Pattern Analysis & Visualization of a Comedy Database

As a combination stand-up comedian and tech nerd, I maintain a database of all my jokes. The database is a single table that has an entry for each joke in each set I’ve ever done.

Objective: Use this data to determine if some jokes perform better or worse based on what joke preceeds them or what other jokes are told within the same set. In general, the idea is to address the overall question of how much the proximity of (relatively independendant) jokes matters for a successful set. This helps in planning the optimal setlist for future shows.

Tools & Libraries Used:
SQL/MySQL
JavaScript: Threejs
Python: Pandas, networkx, PyVista, fuzzywuzzy

Workflows: There are two workflows detailed here. The first examines a group of high-scoring jokes and identifies their ideal predecessors—that is, the best jokes to tell beforehand. The second workflow is similar but takes a single jokeid as input and analyzes which other jokes tended to co-occur with it in high-scoring sets (i.e., sets with above-average scores for that jokeid). Each workflow pulls data from the database, performs an analysis, and provides a visualization of the results, using different visualization tools. Below are overviews of the components:

The Database

The MySQL database spans roughly 10 years and has roughly 12,000 entries. Each joke entry has the following fields:

jokeid is the name of the joke, it’s a word or phrase
date the joke was told
venue location where I told the joke
score how well the joke did (volume of laughter on the recording)
id autogenerted primary key, these are in sequential order and represent the order in which the jokes were told (and entered into the database).
a set, as referred to throughout this document, is a collection of jokeids which were all told at the same venue on the same date in order of ‘id’.
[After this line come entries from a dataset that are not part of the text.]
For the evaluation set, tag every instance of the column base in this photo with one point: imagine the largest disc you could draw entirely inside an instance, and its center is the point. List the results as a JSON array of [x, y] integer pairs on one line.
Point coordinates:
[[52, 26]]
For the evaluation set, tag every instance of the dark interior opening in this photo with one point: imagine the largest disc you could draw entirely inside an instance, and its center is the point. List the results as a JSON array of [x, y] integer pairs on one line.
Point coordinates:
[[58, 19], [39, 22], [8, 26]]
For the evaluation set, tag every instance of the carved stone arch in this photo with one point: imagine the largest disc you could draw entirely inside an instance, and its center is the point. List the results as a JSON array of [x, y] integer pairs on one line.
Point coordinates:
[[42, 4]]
Here are the datatypes used in the SQL table

+--------+--------------+------+-----+---------+----------------+
| Field  | Type         | Null | Key | Default | Extra          |
+--------+--------------+------+-----+---------+----------------+
| jokeid | varchar(200) | YES  |     | NULL    |                |
| date   | date         | YES  |     | NULL    |                |
| score  | int          | YES  |     | NULL    |                |
| venue  | varchar(100) | YES  |     | NULL    |                |
| id     | int          | NO   | PRI | NULL    | auto_increment |
+--------+--------------+------+-----+---------+----------------+

Workflow 1

For each jokeid in the table, for each set that that joke appears in, the goal is to get the jokeid score and also get the jokeid of the joke that precedes it in the set (excluding when it’s the first joke in the set). Based on that, for each jokeid, the goal is to determine, overall, what is the best joke to precede it? Or rather, how often does a given jokeid get a high score when another specific jokeid precedes it?

Extract: The data must be extracted from the database using a SQL query that organizes the results appropriately. This query retrieves jokes (j1) that have at least 10 entries grouped by jokeid (excluding brand-new jokes), and joins them with their immediately preceding joke (j2) from the same date and venue, based on a sequential ID relationship. It includes only joke pairs where both the current and preceding jokes belong to well-represented jokeids (i.e., with ≥10 entries). The query is executed from within the main Python script using the mysql.connector library.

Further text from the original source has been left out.